Submitted by jhartgen@abi.org on

The Biden administration is overhauling a student loan forgiveness program for public service employees that had become a notorious quagmire, introducing a sweeping set of fixes on Wednesday that Education Department officials said would help more than a half-million people get closer to the relief they had been denied for years, the New York Times reported. Previous patchwork efforts to mend the program have largely failed, brought down by the same complexity that crippled the original initiative. But this time, the agency is taking a chainsaw to the program’s rules to temporarily clear the way for many people who were previously rebuffed. Created by Congress in 2007 to attract people to vital but often low-paying government and nonprofit jobs, the program offered employees a generous incentive: After 10 years of work, those who had made their federal student loan payments on time would have their remaining debt wiped away. But to many, that promise proved to be a mirage.

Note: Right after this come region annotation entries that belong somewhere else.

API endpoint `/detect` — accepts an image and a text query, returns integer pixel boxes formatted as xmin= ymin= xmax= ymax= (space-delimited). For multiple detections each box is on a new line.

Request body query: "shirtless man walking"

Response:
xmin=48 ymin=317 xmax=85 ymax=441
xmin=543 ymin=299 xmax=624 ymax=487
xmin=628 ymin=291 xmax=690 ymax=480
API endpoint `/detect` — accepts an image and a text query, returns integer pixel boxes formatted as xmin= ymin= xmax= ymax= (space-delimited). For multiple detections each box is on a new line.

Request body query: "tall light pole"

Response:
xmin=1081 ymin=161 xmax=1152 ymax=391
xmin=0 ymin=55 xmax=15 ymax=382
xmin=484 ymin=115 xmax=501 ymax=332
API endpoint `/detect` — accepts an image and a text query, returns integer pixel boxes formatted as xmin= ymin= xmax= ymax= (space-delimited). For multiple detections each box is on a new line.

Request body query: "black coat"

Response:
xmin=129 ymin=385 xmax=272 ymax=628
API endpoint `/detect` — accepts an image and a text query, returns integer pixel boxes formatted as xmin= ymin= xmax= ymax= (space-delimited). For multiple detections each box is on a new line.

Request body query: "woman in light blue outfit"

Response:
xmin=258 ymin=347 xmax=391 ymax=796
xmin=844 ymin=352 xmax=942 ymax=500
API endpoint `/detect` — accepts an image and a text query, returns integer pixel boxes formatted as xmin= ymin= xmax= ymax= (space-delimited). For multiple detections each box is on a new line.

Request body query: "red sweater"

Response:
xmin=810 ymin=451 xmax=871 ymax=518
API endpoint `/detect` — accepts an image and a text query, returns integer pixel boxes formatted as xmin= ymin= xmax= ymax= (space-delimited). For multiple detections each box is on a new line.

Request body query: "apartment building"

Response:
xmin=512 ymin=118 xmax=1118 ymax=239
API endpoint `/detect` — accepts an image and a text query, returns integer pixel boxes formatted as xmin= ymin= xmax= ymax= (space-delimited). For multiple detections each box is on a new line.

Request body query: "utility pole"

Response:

More than 98 percent of those who applied were rejected, because of convoluted rules and sloppy administration. The most consequential shift takes aim at a rule that snared an overwhelming number of applicants: the so-called wrong loan problem. When Congress enacted the forgiveness program, it limited eligibility to those with student loans made directly by the government. Since 2010, all federal student loans have been made and owned directly by the Education Department. But before 2010, most borrowers had government-backed bank loans known as Federal Family Education Loans. Hundreds of thousands of borrowers working in public service jobs made payments on those loans for years without realizing — because loan servicers often failed to tell them — that those payments would not count toward the 120 monthly payments they needed to rack up to have their loan forgiven. The Education Department had long resisted giving borrowers credit for those payments, insisting it lacked the authority to do so. But now, it is offering a limited waiver that will retroactively count those payments, which will benefit around 550,000 borrowers, the department said. Some 22,000 of those borrowers will automatically have debts totaling $1.7 billion wiped out because of the program changes, the agency said. That exceeds the 16,000 borrowers who have managed to get their debts forgiven through the program to date.